Bissingen. Kinga Gyökössy-Rudersdorf ist auch mit 73 Jahren in ihrem Engagement nicht zu bremsen. Bis zu 40 Stunden wöchentlich setzt sich die Ungarin aus Weinstadt-Endersbach ehrenamtlich in zahllosen Organisationen ein. Im Bissinger Abendforum informierte sie mit großer Sachkenntnis über das Geschäft mit den wachsenden Kleiderbergen.
In einer für das europäische Empfinden exotisch anmutenden kleinen Modenschau führten Frauen traditionelle Landestrachten vor, die Kinga Gyökössy-Rudersdorf während ihres Einsatzes für verschiedene Hilfsorganisationen in Äthiopien, in Somalia, im Jemen, in Palästina und in Afghanistan entweder selbst trug oder als persönliches Andenken erwarb.
Was dabei klar wurde: Diese kostbare landes- oder stammestypische Bekleidung gibt es in dieser Form in vielen afrikanischen Ländern nicht mehr, weil Billigprodukte aus Fernost die dortige Textilindustrie ausbooten. So widersinnig es klingt: Die Ärmsten der Armen können sich heimisch hergestellte Produkte nicht mehr leisten und greifen gerne als Alternative auf gebrauchte Klamotten aus Europa zurück. Der Handel mit gut erhaltenen Altkleidern ist ein riesiges Geschäft, bei dem nun auch die EnBW mitmischen will, wie Gyökössy-Rudersdorf sagte. Die Mode wechselt immer schneller. Was heute gekauft wurde, kann morgen bereits im Container landen und übermorgen in Tunis oder anderswo in der Welt auf dem Secondhandmarkt verkauft werden.
Die Deutschen gehören mit etwa 30 bis 40 gekauften Kleidungsstücken pro Jahr zur Weltspitze beim Kleiderkonsum. Jährlich landen aus deutschen Haushalten 1,5 Milliarden Textilien, das entspricht 750 000 Tonnen Gebrauchttextilien, in Containern, Straßensammlungen und Kleiderkammern. Diese Menge übersteigt den Bedarf von Kleiderkammern und Sozialprojekten um ein Vielfaches.

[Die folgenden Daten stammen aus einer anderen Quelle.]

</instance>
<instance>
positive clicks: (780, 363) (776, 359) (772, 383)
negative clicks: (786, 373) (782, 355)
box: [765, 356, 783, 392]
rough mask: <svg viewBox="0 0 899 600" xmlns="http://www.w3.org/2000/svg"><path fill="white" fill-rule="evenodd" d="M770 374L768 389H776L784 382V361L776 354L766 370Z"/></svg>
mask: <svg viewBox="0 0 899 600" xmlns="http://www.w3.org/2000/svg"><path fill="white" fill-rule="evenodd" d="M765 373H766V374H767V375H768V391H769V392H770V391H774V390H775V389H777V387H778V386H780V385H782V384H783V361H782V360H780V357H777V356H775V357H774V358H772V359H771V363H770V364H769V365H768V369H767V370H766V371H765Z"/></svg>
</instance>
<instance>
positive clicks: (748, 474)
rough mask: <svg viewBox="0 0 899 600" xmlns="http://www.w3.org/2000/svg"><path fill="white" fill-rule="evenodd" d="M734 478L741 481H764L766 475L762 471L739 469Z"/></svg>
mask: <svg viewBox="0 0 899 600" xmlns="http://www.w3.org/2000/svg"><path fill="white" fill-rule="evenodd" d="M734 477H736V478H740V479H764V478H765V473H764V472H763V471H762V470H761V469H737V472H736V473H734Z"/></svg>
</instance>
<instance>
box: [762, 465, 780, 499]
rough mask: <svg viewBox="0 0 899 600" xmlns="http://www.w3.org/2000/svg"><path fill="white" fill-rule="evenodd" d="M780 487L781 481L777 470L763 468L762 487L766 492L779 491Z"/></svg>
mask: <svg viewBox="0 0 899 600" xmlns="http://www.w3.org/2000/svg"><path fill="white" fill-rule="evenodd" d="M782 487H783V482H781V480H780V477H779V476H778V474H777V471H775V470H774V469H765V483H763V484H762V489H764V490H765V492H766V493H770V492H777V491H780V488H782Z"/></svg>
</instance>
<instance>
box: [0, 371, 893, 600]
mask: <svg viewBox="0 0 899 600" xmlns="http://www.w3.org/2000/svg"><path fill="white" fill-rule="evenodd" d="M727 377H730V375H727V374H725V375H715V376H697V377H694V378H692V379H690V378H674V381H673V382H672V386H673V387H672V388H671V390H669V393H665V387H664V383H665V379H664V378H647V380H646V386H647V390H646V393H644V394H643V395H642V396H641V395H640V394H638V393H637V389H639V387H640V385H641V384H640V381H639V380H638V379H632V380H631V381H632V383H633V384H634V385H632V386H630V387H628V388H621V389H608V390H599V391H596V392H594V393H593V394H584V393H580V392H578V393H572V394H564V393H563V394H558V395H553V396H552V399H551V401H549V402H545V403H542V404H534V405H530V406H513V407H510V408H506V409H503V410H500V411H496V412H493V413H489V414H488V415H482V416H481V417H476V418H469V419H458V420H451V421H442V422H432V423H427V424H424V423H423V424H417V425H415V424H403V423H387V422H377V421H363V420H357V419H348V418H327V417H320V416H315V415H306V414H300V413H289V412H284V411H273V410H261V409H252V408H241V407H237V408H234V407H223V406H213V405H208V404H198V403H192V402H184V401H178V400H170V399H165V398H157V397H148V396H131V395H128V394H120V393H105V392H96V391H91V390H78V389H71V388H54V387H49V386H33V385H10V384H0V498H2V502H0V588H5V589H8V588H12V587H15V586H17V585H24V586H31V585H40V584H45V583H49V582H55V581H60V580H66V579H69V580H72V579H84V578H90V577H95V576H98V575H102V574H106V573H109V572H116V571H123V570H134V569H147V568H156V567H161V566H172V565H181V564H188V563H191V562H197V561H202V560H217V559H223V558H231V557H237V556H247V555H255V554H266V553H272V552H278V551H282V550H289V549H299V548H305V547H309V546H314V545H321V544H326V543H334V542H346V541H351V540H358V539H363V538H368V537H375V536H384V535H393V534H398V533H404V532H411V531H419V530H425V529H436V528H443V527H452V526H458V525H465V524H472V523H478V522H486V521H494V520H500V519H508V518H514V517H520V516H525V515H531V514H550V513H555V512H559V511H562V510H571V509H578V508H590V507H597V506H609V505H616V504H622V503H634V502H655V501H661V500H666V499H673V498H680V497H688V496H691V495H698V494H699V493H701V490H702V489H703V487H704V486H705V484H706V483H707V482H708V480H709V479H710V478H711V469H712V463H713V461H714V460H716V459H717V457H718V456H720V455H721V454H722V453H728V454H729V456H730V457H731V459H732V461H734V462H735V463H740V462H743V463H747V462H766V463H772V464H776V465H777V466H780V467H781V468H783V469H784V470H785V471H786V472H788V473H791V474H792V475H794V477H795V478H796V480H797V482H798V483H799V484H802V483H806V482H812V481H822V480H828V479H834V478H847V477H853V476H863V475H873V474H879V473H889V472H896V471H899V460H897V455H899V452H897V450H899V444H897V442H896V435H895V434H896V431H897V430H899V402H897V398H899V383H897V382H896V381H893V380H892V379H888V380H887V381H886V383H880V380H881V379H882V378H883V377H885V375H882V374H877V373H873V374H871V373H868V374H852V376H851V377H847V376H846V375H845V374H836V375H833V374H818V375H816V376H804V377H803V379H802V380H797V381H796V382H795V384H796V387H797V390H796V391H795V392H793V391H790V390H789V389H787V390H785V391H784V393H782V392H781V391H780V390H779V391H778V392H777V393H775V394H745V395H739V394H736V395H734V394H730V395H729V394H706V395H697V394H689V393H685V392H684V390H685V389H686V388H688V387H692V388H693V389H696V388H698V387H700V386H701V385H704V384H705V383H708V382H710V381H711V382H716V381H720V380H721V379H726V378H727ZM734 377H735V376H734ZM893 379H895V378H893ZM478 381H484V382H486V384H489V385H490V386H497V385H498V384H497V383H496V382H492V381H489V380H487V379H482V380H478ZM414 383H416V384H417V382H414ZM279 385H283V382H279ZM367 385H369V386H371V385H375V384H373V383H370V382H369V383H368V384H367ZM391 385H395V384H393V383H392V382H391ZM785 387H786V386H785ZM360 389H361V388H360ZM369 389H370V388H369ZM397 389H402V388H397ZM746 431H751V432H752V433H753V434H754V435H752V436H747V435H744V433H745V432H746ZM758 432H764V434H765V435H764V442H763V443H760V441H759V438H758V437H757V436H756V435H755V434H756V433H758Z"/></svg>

Der größte Teil der gesammelten Kleidung – auch von gemeinnützigen Einrichtungen wie dem DRK – geht nach Rotterdam und wird dort im Hafengelände von Molukkenfrauen mit einem Dreimonatsvertrag fein säuberlich für den Weiterverkauf in Osteuropa, dem Mittleren Osten und Afrika sortiert. Nur etwas über 40 Prozent der aussortierten Kleidung eignet sich für den Secondhandmarkt. Rund 30 Prozent werden zu Putzlappen verarbeitet, rund 15 Prozent eignen sich als Rohstoffe zur Wiederverarbeitung, rund sieben Prozent sind Müll und fünf Prozent gehören zur Topware im Secondhandbereich.
Für eine Tonne Altkleider erhält zum Beispiel das Rote Kreuz zurzeit laut Kinga Gyökössy-Rudersdorf etwa 350 Euro. Der Preis schwankt nach Marktlage. Die sortierte Secondhand Topware geht aber pro Tonne für 20 000 bis 25 000 Euro weg. Für einen Container Altkleider für Afrika müssen 50 000 Euro hingeblättert werden. Selbst nach Abzug der Nebenkosten ein sehr lukratives Geschäft, in das nun auch Kommunen einsteigen wollen, berichtete die Referentin. Und wenn man hört, dass Rotterdam täglich 33 000 Tonnen liefern kann, wird die Dimension des Handels und der Erträge sichtbar.
Wer nun entsetzt fragt, „was mach’ ich denn nun mit meinen aussortierten Klamotten?“, den verweist die rege Ungarin an die kirchliche „aktion hoffnung“, die seit März 1995 dem Dachverband „FairWertung“ angeschlossen ist. Aus den Erlösen ihrer Kleider- und Schuhsammlungen unterstützt sie 40 Partnerschaftsprojekte und Bildungsvorhaben in 18 Ländern. Ihre Container mit dem weiß-grünen Logo stehen auch in Weilheim in der Friedhofstraße 7, in Kirchheim beim Gemeindehaus Sankt Ulrich und an weiteren Stellen, die über die Standortabfrage der Homepage von Fairwertung www.fairwertung.de ermittelt werden können.